Images from (A–C) a patient with LHON, and (D–F) a patient with dominant optic atrophy. (A) Fundus photograph depicting the horizontal plane of the optical coherence tomography scan shown in C. (B) Fluorescein angiography showing lack of leakage in late phase. (C) Optical coherence tomography scan through the macula showing the occurrence of cystic-like structures between bridging tissue in the inner nuclear layer. (D) Fundus photograph depicting the horizontal plane of the optical coherence tomography scan shown in F. (E) Severe loss of retinal ganglion cells and plexiform layer in the macular region as demonstrated in a pseudo-colour map of pattern deviation. (F) Optical coherence tomography scan through the macula showing the occurrence of cystic-like structure between bridging tissue in the inner nuclear layer. Note that in both LHON (C) and dominant optic atrophy (F), the vitreous remains attached.
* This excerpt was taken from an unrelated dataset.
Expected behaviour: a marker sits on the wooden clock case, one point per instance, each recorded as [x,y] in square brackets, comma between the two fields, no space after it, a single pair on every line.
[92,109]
Therefore, we can say that optic atrophy is necessary, but not sufficient to produce these microcystic-like changes in the inner nuclear layer of the macula. We agree with Abegg et al. (2012) that this degeneration is non-specific and non-inflammatory. With regards to what might be a critical second factor, we propose vitreous traction. As noted by Gelfand et al. (2012), the microcystic-like changes were more likely in cases of severe macular ganglion cell complex volume loss and we noted that the vitreous remained attached in this area of the macula (Fig. 1). We propose that the vitreous traction bears directly on the next retinal layer, the inner nuclear layer, and produces a schesis. The spaces between the remaining bipolar cell axons look like microcystic changes but they do not reflect true oedema (Fig. 1).

Insofar as this schesis is associated with optic atrophy and vitreous traction, but not due to inflammation or retrograde trans-synaptic degeneration, it is unlikely to be useful as a marker of multiple sclerosis.